Порой она тепло вспоминала Луану и Салли, гадая, где они теперь и что с ними сталось. Думала она и о тех женщинах, которым так старалась помочь в приюте Святого Эндрю. И о Дэвиде тоже… Река жизни далеко унесла ее от тех каменистых порогов. Порой прошлая ее жизнь, до брака с Чарльзом, представлялась ей просто ночным кошмаром. Ей казалось, что в день их встречи она родилась заново.

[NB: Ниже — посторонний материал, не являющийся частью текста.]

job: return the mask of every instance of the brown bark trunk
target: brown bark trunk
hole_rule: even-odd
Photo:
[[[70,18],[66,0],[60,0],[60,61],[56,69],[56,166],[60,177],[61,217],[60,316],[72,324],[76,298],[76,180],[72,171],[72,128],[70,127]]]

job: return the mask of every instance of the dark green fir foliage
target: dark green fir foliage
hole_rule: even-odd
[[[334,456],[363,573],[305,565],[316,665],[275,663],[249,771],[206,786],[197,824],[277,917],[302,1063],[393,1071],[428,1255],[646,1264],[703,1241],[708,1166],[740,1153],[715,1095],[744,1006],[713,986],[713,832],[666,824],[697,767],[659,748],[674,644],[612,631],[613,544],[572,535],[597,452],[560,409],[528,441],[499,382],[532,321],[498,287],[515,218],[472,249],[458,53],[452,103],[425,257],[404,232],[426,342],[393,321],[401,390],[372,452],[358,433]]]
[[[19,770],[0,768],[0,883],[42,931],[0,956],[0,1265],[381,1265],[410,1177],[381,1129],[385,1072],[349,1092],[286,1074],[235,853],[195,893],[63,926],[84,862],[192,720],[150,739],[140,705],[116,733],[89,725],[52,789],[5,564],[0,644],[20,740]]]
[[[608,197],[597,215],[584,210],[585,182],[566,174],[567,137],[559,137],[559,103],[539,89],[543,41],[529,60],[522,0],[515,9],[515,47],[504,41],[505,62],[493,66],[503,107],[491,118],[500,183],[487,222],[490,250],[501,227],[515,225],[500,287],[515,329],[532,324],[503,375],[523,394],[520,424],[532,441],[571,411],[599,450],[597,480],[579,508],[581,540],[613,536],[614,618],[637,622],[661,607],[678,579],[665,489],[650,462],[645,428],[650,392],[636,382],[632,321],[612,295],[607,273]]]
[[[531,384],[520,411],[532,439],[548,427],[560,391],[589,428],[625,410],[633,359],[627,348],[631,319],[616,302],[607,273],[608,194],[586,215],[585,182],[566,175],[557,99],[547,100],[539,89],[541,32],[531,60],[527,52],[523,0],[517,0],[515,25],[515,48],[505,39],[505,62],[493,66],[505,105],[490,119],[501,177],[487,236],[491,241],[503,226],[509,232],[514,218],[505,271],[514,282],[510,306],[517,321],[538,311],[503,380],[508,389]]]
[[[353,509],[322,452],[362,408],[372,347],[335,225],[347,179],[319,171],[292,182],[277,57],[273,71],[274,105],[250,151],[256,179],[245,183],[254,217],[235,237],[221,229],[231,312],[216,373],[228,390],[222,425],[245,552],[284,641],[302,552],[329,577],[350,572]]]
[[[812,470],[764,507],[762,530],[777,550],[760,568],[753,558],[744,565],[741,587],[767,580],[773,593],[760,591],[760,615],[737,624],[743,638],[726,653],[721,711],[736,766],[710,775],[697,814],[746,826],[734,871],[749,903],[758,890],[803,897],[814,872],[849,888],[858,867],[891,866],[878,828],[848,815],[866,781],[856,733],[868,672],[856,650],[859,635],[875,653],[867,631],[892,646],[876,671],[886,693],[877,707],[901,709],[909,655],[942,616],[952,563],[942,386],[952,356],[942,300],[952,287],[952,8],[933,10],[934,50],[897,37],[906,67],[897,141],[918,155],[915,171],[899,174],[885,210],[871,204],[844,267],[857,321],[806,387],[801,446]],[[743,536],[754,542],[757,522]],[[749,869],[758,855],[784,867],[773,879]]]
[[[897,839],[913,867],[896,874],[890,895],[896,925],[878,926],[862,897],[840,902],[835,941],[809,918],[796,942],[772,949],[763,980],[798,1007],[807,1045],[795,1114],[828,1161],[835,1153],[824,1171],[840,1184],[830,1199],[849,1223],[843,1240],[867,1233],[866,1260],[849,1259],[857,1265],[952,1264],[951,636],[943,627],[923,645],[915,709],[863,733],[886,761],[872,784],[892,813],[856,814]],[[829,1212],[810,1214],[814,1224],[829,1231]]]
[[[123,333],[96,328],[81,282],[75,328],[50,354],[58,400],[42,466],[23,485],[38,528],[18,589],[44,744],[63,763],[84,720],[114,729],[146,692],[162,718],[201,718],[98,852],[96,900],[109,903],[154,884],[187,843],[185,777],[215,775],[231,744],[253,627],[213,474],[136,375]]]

Когда Абигайль пошла в детский садик, Грейс почувствовала, что вполне готова снова стать матерью, но никак не беременела. Ей было всего двадцать восемь, но врач твердил, что никто не знает, отчего иногда забеременеть легко и просто, а иногда – нет… Однако Грейс прекрасно понимала, что после всего выпавшего на ее долю она должна на коленях благодарить Бога за то, что вообще стала матерью, да еще дважды. Порой она просто стояла и счастливо улыбалась, глядя на ребятишек. Они вместе с Эндрю пекли на кухне оладушки, потом Грейс вырезала кукол из бумаги и нанизывала бусы с Абигайль или все вместе выкладывали на больших тарелках замысловатые картины из спагетти… Грейс обожала возиться с детьми, ей это никогда не наскучивало – она даже не замечала, как летит время.